Clustering is a sort of
unsupervised learning in which gatherings of data focuses are framed in view of
similitude measure with the end goal that comparative items are available in a
similar gathering. The most regularly utilized strategies for Clustering are k-means
and hierarchical clustering. These algorithm utilize distance, for example,
Euclidean separation or Manhattan distance as the likeness measure. The
component subset choice if there should be an occurrence of unsupervised
learning turns into a testing work as a result of inaccessibility of earlier
class label information. This approach, be that as it may, has not been connected
on an assortment of datasets. More investigation is required to utilize this
strategy in generic scenario.
Below Table provides
comparative analysis of four dimensionality reduction schemes introduced in this
chapter. Advantages and disadvantages of each scheme are presented to give a
summarized overview and comparison.
Evaluation and Feature
well suited for unsupervised learning and datasets with very large number of dimensions
Low noise sensitivity
to evaluate covariance matrix
that features with maximum variance are most importance ones
Depends upon scaling of data
dimensionality efficiently for datasets having non linear structure
complexity of algorithms
Large computational time
identifies feature subset
Low computational time
Works for both supervised and unsupervised learning
only to a limited number of dataset
not work well for datasets having non-linear structure
The main objective of
this chapter is to identify various schemes that are being used to reduce the
dimensionality of high dimensional datasets in order to improve accuracy and time
complexity of machine learning algorithms such as classification and
clustering.
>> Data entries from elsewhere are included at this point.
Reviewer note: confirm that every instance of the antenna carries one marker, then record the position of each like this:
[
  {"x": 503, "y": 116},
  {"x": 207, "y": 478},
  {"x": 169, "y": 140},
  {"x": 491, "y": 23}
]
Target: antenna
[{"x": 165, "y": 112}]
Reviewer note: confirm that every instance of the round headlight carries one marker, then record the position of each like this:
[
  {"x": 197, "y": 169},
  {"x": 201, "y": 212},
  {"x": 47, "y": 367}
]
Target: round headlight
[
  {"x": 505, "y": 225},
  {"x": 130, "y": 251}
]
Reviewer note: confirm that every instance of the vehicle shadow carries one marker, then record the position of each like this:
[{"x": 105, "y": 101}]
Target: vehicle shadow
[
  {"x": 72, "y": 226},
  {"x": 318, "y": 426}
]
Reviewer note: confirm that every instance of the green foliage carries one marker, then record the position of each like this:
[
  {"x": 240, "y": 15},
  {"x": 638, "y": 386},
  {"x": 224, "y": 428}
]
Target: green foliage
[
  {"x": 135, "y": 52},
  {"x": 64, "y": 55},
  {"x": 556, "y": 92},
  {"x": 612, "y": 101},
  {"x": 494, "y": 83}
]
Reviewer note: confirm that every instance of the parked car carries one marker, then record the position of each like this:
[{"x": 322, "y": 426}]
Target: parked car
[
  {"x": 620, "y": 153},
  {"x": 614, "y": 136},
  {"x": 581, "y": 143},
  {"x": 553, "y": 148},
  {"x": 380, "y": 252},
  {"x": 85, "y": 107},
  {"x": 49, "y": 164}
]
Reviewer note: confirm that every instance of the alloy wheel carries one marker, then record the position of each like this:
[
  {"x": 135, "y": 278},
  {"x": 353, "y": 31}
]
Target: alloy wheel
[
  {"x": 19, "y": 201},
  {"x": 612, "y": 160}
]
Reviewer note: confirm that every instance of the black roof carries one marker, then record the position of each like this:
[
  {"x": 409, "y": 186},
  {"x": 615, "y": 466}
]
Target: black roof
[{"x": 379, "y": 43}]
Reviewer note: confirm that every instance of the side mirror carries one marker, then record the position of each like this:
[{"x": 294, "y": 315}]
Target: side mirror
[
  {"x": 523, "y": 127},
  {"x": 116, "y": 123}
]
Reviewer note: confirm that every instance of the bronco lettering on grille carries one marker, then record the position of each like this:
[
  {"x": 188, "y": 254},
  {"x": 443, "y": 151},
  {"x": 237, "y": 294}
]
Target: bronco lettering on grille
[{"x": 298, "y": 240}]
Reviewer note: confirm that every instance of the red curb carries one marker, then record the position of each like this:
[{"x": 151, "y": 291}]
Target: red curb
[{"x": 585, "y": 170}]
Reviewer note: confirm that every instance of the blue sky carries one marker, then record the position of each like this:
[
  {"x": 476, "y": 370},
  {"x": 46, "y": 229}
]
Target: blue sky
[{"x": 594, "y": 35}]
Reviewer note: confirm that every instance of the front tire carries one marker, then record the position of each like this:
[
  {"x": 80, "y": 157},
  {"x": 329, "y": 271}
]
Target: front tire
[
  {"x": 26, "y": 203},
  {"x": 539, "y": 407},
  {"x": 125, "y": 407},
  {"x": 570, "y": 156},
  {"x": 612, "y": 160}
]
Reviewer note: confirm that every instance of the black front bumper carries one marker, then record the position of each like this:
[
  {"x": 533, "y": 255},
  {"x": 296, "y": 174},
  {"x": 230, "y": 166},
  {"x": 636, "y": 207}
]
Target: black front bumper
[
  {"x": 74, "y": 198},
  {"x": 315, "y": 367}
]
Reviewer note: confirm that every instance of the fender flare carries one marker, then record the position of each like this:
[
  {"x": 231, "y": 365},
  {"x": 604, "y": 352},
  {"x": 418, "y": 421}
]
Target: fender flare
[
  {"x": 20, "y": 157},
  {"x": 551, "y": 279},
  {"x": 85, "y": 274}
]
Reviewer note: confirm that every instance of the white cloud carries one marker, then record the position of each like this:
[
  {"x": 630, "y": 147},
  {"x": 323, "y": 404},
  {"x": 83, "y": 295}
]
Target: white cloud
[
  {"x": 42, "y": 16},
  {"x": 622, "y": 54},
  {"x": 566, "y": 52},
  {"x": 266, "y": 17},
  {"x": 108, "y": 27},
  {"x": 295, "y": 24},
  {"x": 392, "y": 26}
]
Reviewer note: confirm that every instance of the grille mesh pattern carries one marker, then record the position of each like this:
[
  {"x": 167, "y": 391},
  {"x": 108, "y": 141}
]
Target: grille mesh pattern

In this chapter, it is broadly categorized DR methods into four
categories. The first method, using feature evaluation and ranking algorithms,
is observed to be capable of achieving high classification accuracy but takes high
computation time since each feature is to be evaluated with respect to class.
Hence, this scheme needs improvement in terms of reducing the computation time.
The second scheme uses linear DR algorithms such as PCA. The major issue with PCA
is that principal components are not easy to interpret and PCA depends on the
scaling of data. The features providing maximal variance are assumed to be the
most important features. Third scheme uses non-linear DR methods to reduce dimensions
of datasets having inherently non-linear structure. Studies have shown that for
such datasets, non-linear methods outperform linear methods in terms of various
performance measures. Potential subclasses within the data are also identified
using non-linear methods. Drawbacks of non-linear method are high complexity of
algorithms and large computational time. It has also been observed that for a
few non-linear datasets, PCA gives better accuracy than non- linear methods.
The last category uses clustering algorithms for dimensionality reduction. It
has been experimentally proved that feature clustering using hierarchical
clustering can significantly reduce dimensions while achieving high accuracy and
less computational time. This method, however, has not been applied to a
variety of datasets. It is concluded that in order to select a scheme to reduce
dimensionality, we should consider the type of dataset and specific requirement
of machine learning algorithm. Table has shown the comparison between them and can
be referred for this purpose. A combination of schemes may also be used to
overcome the disadvantages of one scheme over another.
Divya Suryakumar and Andrew H. Sung and
Qingzhong Liu, “Model Evaluation of datasets using Critical Dimension Model
Invariant”, IEEE 12th ISDA, pp. 740-745, 2012.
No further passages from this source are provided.